ぐるりと屋台に囲まれた真ん中に、テーブルが置かれていて立ち食いができるようになってるらしい。開いていた一つのテーブルに買ってきたものを置いて二人でつまむ。
フィッシュ&チップスは、白身魚がこれでもかというそど大きいし、衣がざくふわって美味しい。マヨネーズとケチャップというのも、ジャンキーで良い。
先輩は食べ物にはなかなか手を付けずに、ホットワインをゆっくりと飲んでいる。ポテトをつまみ上げて、先輩の口に運べばパクリと食べた。

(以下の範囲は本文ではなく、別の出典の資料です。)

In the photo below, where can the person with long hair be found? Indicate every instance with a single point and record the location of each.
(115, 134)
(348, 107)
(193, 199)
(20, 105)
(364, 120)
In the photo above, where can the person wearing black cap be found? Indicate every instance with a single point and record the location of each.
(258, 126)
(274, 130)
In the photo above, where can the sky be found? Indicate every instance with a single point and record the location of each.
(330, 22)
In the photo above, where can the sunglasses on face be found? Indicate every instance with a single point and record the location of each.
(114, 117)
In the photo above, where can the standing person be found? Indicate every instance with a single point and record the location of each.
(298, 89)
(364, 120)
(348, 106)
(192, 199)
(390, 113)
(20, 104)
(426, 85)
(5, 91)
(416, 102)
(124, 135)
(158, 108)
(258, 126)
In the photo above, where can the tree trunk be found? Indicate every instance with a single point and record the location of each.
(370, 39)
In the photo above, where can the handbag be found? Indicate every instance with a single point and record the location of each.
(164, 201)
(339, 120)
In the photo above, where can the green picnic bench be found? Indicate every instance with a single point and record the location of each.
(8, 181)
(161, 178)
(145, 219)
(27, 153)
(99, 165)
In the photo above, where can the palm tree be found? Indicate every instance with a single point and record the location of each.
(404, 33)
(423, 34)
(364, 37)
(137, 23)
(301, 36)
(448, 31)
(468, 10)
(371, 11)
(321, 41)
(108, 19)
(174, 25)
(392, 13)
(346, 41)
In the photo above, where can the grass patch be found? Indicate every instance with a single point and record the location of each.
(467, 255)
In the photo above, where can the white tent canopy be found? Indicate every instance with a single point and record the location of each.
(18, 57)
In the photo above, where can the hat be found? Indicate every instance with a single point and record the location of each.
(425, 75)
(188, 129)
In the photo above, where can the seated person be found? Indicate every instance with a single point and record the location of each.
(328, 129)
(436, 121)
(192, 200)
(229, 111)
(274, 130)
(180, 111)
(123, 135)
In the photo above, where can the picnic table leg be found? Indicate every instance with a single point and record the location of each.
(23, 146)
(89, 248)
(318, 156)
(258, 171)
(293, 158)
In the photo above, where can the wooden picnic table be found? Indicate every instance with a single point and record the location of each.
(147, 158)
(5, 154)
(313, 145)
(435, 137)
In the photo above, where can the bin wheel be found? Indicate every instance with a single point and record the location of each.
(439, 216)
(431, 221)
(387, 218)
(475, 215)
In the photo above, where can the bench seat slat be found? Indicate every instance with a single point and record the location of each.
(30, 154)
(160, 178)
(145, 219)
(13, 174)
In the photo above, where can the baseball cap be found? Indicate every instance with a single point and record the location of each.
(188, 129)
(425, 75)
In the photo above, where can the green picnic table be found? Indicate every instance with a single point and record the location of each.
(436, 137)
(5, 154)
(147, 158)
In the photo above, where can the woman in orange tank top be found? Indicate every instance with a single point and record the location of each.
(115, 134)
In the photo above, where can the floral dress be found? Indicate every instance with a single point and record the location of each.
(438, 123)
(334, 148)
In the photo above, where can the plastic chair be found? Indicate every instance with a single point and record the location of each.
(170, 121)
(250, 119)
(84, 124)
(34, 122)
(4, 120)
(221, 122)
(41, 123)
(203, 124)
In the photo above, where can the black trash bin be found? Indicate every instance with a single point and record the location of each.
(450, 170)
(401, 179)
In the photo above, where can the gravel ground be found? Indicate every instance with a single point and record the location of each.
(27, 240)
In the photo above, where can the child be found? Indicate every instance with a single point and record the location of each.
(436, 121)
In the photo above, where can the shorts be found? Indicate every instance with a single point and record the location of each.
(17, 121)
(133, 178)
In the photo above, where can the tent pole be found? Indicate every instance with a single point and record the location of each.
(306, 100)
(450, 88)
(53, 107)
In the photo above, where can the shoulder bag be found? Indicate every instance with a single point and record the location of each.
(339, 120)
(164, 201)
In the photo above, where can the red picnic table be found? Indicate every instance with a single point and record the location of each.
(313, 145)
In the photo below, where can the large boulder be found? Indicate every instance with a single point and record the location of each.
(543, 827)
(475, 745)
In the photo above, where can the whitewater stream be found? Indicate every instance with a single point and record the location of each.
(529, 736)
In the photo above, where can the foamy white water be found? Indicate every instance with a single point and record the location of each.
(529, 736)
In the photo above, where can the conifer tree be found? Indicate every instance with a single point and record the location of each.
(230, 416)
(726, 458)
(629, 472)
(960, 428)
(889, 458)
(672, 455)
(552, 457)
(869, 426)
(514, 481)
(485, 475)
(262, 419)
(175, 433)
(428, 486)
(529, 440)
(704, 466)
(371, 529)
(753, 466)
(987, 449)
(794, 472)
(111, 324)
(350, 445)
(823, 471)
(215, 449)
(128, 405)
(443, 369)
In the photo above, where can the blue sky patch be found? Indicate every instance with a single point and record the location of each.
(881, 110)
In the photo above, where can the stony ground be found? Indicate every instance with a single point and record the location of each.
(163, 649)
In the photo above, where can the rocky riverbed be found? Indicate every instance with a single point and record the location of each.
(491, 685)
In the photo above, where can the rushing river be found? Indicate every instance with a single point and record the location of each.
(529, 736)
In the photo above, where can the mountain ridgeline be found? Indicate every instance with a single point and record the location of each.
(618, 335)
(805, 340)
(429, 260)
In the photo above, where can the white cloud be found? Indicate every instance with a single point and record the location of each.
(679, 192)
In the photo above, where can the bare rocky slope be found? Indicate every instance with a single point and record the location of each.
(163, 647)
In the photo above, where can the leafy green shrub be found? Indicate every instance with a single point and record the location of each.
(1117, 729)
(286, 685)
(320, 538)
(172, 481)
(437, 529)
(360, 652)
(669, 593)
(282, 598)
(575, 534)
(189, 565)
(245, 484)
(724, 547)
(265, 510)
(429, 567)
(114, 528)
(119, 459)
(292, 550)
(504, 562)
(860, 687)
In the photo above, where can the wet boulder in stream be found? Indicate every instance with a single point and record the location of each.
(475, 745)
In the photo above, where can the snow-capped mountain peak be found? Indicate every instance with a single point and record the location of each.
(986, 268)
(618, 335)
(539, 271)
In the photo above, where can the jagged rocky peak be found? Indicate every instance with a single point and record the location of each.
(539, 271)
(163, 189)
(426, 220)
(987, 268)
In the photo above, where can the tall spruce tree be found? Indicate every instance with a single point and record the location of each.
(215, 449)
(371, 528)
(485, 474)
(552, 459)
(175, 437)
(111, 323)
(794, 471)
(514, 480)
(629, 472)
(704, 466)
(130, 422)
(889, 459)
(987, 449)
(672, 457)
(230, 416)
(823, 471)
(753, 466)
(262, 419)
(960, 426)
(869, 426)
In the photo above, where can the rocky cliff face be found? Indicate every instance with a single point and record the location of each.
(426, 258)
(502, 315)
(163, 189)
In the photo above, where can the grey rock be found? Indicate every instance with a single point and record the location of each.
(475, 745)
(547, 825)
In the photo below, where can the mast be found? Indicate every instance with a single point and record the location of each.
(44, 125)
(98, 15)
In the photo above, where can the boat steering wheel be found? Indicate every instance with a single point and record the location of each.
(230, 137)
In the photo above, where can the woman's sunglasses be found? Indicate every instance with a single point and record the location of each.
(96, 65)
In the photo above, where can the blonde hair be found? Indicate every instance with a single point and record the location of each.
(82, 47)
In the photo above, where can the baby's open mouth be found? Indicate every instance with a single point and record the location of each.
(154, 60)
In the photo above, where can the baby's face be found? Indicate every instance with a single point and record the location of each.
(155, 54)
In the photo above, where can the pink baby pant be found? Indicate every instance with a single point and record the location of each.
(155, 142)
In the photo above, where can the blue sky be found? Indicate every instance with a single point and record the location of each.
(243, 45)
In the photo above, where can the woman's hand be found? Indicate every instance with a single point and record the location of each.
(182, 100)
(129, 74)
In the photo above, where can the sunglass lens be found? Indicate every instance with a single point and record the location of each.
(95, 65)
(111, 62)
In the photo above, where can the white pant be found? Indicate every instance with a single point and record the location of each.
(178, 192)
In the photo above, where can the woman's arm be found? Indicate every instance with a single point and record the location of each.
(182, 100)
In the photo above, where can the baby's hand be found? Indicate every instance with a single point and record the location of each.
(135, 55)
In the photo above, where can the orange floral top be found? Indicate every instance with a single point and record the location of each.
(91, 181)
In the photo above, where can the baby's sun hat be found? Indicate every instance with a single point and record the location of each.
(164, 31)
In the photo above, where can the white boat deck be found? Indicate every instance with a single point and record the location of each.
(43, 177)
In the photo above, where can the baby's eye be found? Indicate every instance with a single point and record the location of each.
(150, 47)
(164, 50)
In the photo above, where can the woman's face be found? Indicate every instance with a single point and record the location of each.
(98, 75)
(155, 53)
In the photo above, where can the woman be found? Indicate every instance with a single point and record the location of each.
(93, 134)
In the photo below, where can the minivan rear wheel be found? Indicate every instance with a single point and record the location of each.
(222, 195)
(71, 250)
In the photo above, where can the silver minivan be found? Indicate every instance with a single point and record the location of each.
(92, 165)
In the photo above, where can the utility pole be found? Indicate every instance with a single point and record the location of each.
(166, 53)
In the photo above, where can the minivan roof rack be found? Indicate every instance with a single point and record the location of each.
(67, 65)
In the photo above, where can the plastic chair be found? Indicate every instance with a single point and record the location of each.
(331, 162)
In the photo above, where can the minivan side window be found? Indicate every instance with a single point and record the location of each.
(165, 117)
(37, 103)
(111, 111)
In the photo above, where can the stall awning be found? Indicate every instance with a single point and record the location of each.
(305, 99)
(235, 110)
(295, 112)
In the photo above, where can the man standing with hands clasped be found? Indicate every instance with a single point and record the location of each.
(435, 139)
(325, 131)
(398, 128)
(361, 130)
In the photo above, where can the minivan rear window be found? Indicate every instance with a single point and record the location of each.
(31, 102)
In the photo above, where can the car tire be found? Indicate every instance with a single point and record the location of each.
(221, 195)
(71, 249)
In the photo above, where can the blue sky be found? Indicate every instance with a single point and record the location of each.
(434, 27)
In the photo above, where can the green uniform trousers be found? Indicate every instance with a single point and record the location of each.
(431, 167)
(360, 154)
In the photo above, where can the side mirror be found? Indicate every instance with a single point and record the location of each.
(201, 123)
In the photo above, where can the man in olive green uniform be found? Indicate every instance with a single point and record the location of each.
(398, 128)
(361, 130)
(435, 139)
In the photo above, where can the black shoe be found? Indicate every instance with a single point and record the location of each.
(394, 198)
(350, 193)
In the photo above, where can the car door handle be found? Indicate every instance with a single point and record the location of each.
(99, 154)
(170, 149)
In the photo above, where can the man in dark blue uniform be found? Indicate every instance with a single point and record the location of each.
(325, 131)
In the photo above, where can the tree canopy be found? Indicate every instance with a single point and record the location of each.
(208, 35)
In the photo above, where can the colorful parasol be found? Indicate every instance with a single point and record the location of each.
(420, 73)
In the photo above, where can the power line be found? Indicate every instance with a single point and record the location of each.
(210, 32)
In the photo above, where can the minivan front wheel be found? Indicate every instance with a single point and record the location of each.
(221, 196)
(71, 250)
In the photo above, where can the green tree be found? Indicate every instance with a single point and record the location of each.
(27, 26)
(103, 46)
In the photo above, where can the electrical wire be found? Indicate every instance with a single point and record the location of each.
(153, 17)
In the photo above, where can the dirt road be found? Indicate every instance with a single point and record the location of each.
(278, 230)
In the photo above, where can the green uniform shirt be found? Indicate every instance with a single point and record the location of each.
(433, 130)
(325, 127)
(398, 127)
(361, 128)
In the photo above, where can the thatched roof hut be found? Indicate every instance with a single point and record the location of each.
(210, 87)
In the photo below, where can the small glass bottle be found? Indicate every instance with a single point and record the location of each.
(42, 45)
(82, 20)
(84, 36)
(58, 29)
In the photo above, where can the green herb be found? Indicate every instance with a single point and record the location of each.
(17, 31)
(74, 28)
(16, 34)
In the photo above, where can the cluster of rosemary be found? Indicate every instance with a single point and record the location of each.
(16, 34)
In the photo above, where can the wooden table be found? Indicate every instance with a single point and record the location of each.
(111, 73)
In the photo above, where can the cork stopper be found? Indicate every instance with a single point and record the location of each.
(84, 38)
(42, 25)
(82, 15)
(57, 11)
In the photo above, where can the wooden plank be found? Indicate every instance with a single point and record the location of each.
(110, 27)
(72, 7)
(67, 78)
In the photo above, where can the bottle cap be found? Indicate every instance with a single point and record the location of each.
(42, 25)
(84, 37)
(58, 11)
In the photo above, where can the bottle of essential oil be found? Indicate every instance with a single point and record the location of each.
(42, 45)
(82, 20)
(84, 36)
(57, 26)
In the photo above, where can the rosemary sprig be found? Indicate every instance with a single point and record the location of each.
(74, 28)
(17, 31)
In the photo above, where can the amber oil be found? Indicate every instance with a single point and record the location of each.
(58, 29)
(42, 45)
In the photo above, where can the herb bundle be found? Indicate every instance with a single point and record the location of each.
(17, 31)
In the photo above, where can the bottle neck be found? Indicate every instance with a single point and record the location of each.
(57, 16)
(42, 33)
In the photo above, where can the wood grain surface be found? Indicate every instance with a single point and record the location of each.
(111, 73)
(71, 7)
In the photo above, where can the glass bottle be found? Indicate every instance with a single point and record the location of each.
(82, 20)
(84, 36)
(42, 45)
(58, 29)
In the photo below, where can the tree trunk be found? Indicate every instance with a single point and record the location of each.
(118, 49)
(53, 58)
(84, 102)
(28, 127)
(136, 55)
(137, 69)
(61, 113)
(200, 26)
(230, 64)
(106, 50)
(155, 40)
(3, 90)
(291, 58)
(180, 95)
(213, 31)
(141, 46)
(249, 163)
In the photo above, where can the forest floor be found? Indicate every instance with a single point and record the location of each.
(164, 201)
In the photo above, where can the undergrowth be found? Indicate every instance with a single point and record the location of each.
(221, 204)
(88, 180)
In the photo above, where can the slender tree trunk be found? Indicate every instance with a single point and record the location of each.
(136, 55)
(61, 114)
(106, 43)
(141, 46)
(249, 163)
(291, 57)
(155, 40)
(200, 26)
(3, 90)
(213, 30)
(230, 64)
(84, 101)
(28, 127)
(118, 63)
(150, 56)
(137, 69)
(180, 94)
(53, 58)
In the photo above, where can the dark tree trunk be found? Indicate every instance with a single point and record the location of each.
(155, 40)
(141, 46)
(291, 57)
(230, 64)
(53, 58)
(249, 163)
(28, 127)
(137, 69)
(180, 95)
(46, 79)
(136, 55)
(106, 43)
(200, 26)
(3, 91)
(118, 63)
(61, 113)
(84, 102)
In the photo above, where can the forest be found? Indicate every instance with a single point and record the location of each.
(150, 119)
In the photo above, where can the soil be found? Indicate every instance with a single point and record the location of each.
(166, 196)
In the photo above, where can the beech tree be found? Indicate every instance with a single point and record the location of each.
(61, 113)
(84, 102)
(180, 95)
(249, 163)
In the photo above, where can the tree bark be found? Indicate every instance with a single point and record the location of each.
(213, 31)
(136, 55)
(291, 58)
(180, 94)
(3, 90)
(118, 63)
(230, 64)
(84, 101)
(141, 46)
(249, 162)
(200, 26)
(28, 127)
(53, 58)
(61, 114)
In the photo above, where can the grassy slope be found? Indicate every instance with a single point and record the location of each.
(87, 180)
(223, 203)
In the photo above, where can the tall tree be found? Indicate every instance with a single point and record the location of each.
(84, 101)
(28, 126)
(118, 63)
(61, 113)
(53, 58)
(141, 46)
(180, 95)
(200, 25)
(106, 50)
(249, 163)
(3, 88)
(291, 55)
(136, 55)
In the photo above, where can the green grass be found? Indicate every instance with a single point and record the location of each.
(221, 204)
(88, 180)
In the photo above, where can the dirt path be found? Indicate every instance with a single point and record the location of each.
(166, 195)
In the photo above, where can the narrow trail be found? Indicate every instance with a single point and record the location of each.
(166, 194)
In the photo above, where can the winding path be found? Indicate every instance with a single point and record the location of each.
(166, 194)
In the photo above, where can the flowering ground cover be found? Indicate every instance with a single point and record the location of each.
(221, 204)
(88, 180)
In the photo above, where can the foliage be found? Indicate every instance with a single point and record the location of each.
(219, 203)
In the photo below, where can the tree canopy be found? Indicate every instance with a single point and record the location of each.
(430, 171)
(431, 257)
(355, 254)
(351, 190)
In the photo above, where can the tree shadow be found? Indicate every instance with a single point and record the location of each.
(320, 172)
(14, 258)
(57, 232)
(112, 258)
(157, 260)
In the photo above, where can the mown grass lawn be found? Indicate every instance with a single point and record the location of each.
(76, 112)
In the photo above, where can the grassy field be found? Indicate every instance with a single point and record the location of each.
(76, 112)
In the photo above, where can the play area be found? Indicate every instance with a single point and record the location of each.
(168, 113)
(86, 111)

餌付けしてるみたいで、可愛い。きゅんっとして、ソーセージも運べば、ぱりんっといい音をして噛み切る。ポテトも、フィッシュフライも、と次々に口に運べば、先輩がぷっと笑い出す。
「自分で食べれるよ」
「全然食べてないからです。先輩放っておいたら、数日ご飯抜いたりするし」
「最近は気をつけてるよ、一日何も食べないはしてない」
「それならいいんですけど」
先輩に食べさせたソーセージにそのままかじりつく。脂が口の中で弾ける。ホットワインをそのまま、飲み込めば、ほんのり甘くてフルーツの香りが漂ってくる。お酒はあんまり得意じゃないけど、ホットワインならいくらでも飲めそう。
飲み干していれば、先輩が「もう一杯買ってくるから待ってて」と私を置いて机を離れていく。大人しくポテトを口に運ぶ。周りは、ほんのり酔って楽しそうな人たちばかりだ。
私が好きそうだから、先輩は連れてきてくれたんだろうか。無理してないだろうか。